Meta did not immediately respond for a request for comment.

There are already signs of a pullback, the analysts wrote, citing a CNBC report about Temu reducing its U.S. advertising spending and seeing a big drop in its Apple App Store rankings following Trump’s China tariffs.

“China’s importance to Meta’s business cannot be overstated,” the analysts wrote in the note. “While Meta does not provide a country-level breakdown of revenue within Europe, we logically can presume that China is Meta’s second-largest revenue source after the United States — a remarkable position for a country where Meta has no users or active platforms.”

Meta could be in even more trouble if the broader markets heads into a recession this year, as some analysts and corporate financial chiefs have predicted. A “truly prolonged economic downturn” combined with the U.S. and China trade dispute “could wipe $23 billion in 2025 advertising revenues off Meta’s books and crush our 2025 earnings by -25%,” the analysts said.

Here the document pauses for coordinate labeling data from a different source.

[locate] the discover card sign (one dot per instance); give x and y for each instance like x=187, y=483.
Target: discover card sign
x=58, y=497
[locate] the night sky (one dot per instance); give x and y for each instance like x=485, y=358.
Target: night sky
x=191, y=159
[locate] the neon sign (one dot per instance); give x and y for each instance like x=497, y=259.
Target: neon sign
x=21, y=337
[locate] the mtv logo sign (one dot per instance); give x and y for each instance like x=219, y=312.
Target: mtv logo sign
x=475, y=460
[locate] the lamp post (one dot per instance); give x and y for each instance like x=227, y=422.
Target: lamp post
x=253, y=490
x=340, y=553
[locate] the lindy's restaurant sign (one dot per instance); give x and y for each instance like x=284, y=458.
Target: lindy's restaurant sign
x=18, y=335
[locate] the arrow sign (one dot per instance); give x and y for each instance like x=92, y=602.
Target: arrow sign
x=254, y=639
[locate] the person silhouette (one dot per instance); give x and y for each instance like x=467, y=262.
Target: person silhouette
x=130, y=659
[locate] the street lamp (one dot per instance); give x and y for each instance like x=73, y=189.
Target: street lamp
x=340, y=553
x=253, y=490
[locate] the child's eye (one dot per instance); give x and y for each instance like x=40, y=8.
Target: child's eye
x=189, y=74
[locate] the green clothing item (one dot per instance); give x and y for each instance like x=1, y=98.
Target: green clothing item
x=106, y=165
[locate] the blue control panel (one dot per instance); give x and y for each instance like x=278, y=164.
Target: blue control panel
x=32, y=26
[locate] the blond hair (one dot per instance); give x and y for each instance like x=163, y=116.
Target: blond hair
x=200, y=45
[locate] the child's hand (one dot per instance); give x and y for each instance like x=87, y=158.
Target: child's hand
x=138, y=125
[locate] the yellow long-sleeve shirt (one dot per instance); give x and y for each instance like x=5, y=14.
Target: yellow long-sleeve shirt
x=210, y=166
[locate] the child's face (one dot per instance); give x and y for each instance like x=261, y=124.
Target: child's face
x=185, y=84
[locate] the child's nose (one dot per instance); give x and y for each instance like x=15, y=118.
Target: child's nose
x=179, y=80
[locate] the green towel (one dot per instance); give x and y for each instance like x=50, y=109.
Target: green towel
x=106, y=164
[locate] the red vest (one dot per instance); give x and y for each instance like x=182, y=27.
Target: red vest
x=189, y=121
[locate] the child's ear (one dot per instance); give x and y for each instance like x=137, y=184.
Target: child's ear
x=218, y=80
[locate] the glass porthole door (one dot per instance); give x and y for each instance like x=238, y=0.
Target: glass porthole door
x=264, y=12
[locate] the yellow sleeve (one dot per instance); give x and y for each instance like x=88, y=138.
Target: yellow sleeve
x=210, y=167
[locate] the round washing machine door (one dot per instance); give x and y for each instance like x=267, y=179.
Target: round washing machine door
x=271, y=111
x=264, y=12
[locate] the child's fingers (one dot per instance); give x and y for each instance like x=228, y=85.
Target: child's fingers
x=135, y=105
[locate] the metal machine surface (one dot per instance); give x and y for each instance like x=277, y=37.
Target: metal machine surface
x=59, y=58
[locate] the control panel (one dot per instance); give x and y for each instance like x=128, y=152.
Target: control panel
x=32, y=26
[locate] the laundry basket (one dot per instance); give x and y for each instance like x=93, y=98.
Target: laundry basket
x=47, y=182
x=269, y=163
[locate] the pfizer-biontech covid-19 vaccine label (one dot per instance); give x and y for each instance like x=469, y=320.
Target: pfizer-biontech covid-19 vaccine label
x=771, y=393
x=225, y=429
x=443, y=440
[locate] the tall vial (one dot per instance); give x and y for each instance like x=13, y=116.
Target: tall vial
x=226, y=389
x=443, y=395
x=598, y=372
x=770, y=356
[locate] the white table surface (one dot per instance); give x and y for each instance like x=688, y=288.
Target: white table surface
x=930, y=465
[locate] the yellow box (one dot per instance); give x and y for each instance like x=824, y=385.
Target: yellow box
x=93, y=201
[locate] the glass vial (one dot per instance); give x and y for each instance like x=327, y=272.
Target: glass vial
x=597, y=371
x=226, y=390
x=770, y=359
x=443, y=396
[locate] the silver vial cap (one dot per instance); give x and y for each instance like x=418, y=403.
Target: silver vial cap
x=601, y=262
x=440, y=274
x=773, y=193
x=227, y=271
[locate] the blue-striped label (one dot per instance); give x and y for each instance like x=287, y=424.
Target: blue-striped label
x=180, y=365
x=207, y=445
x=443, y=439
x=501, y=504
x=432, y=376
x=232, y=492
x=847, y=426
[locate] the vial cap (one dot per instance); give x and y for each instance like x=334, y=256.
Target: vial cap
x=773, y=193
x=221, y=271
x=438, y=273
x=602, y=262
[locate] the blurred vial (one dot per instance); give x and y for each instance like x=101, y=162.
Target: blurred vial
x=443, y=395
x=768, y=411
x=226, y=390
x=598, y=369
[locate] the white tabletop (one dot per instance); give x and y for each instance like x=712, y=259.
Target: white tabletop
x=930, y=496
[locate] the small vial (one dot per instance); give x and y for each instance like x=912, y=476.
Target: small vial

“As noted earlier, we believe Meta is particularly exposed to a pullback in ad spend from Chinese advertisers,” the analysts said. “In a scenario where a recession is triggered or exacerbated by escalating trade tensions, Meta would face a dual headwind: cyclical advertising weakness and a targeted decline in Chinese ad spend.”

The MoffettNathanson analysts still maintain a Buy rating on Meta, said they have but decreased their target price by $185 to $525.

Meta shares have dropped about 19% to $499.36 since Trump was officially sworn in as U.S. president for the second time.

The company reports its first-quarter earnings next Wednesday.